Summary: According to research, transcranial infrared light therapy may aid in tissue repair following gentle mTBI. Short regularly infrared treatments in animal studies reduced harmful aggressive activity and cell death in the brain following injury. Four weeks later, the remedy improved mental and balance function, particularly with 810nm ultraviolet light.
This study might open the door to a new treatment choice for mTBI where available options are.

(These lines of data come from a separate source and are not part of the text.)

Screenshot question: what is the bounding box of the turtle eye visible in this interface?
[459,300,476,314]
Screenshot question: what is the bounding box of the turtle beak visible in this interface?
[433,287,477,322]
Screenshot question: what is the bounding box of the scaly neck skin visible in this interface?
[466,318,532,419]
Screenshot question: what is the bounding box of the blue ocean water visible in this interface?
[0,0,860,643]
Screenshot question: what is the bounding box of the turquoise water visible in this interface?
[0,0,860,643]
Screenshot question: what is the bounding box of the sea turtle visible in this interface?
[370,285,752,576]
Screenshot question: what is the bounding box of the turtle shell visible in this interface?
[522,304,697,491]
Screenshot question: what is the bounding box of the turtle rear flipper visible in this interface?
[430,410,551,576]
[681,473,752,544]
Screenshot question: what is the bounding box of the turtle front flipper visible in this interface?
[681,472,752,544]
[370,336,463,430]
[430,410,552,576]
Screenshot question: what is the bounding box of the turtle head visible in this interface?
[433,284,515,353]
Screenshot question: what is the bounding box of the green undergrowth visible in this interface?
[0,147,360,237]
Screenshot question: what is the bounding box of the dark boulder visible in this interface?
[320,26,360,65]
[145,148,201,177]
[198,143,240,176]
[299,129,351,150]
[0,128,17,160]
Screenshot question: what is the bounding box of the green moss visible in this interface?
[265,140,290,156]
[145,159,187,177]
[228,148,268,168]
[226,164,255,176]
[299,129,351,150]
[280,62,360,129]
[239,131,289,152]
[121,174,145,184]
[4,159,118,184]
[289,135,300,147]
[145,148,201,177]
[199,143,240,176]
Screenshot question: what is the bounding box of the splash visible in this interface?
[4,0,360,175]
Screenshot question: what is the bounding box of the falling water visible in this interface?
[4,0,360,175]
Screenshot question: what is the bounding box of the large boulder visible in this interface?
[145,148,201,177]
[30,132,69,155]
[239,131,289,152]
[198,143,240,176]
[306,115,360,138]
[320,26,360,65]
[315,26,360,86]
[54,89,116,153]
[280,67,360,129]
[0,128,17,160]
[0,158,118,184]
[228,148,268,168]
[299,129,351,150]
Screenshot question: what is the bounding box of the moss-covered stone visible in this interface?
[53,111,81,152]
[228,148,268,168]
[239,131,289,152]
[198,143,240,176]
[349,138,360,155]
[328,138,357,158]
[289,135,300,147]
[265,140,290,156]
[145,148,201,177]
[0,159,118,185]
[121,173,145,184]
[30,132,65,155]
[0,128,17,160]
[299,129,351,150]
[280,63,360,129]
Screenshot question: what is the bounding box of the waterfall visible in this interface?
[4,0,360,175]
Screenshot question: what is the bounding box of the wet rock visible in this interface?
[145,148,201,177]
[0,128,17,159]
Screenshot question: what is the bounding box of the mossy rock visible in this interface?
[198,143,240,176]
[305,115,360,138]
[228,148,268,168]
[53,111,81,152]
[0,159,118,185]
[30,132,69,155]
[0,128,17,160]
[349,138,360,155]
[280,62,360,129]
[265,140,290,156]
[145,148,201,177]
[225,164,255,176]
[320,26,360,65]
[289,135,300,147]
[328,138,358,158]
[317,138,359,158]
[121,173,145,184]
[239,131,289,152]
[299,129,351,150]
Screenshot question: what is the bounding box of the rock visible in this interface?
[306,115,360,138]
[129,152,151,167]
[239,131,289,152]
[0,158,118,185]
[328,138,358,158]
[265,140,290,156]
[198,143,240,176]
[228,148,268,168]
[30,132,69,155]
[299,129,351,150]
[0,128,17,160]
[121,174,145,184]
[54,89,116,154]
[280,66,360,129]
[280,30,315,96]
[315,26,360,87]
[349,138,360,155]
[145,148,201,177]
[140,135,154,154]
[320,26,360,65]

The team is now working on creating a health system to provide this cutting-edge treatments to patients who have suffered from head or spinal cord injuries.
Important Facts:
- Post-mTBI, transcranial infrared light therapy lessens infection and cell death.
- In dog models, the cure improved mental and balance works.

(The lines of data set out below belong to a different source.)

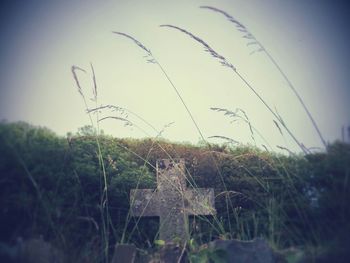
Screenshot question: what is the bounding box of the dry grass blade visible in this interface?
[71,66,86,96]
[208,135,239,144]
[112,31,152,56]
[160,25,236,71]
[200,6,327,147]
[200,6,249,33]
[90,63,97,101]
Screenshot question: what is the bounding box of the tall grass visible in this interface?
[67,6,332,262]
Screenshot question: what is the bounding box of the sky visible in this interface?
[0,0,350,152]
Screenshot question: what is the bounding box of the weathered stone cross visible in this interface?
[130,159,216,244]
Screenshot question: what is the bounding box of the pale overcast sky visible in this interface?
[0,0,350,151]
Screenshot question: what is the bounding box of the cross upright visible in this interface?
[130,159,216,244]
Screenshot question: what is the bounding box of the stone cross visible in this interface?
[130,159,216,244]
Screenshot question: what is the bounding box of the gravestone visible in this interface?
[130,159,216,244]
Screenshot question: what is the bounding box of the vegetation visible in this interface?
[0,6,350,262]
[0,122,350,261]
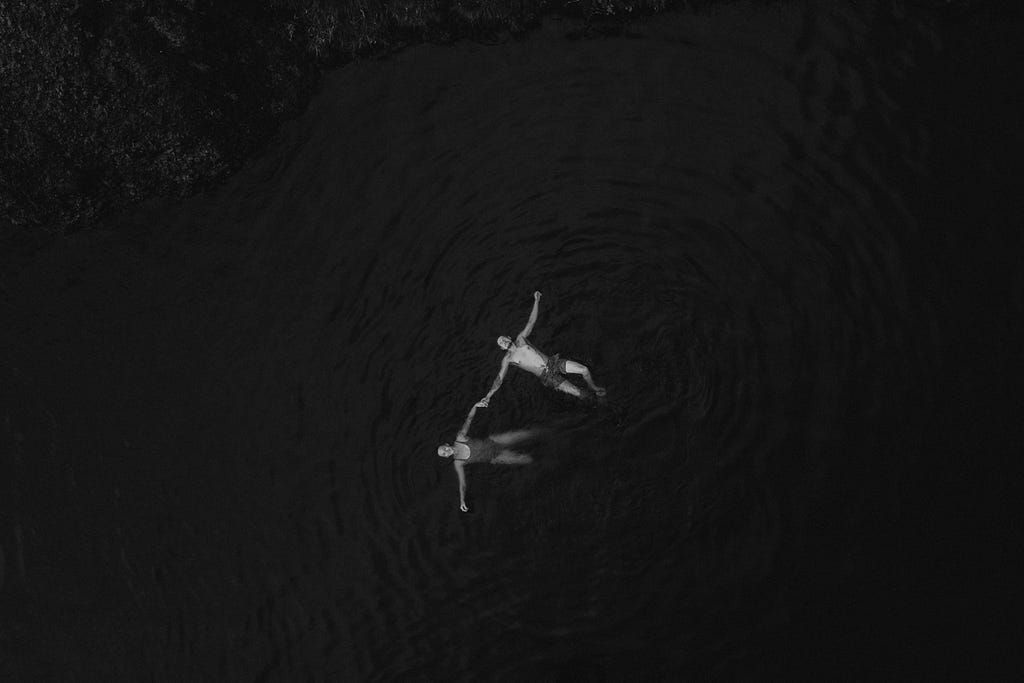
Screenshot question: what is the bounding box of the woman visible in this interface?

- In comparison to other frequencies, 810nm ultraviolet light showed better treatment outcomes.
Origin: University of Birmingham
Researchers at Birmingham have demonstrated that transcranial light therapy, administered through the skull, can aid tissue repair following mild traumatic brain injury (mTBI ).
Their study, published now in , Bioengineering &, Translational Medicine, indicates that this book process could result in a new therapy option in an area of medicine that already has few, if any, care options.  ,
When the initial trauma of head injury is amplified by a complex set of inflammatory changes that take place in the brain, the result is a term for trauma brain injury (mTBI ).  , These extra techniques, which take place from minutes to hours after brain injury, can significantly increase outcomes for patients.  ,
The method developed by University of Birmingham researchers in the United Kingdom and patented by University of Birmingham Enterprise aims to prevent this secondary damage and promote faster and more effective recovery for patients.
The Birmingham team, which included researchers Professor Zubair Ahmed, Professor Will Palin, Dr. Mohammed Hadis, and surgeons Andrew Stevens and Mr. David Davies, examined the impact of two wavelengths of near infrared light ( 660nm and 810nm ) on recovery from injury in the study.  ,
The study in animal models used daily two-minute bursts of infrared light, delivered by a laser, for three days post-injury.  ,
The findings revealed significant reductions in the levels of biochemical markers of apoptosis (cell death ) and significant reductions in the activation of astrocytes and microglial cells, which are highly implicated in the inflammatory processes in the brain that occur after head trauma.  ,
At four weeks, there were significant improvements in balance and cognitive function functional tests. Red light therapy also accelerated recovery as well as compared to controls, with better outcomes for light with a wavelength of 810nm.
The study builds on earlier research this year that demonstrated that direct infrared light delivered directly to the spinal cord injury increases nerve cell survival and encourages the growth of new nerve cells.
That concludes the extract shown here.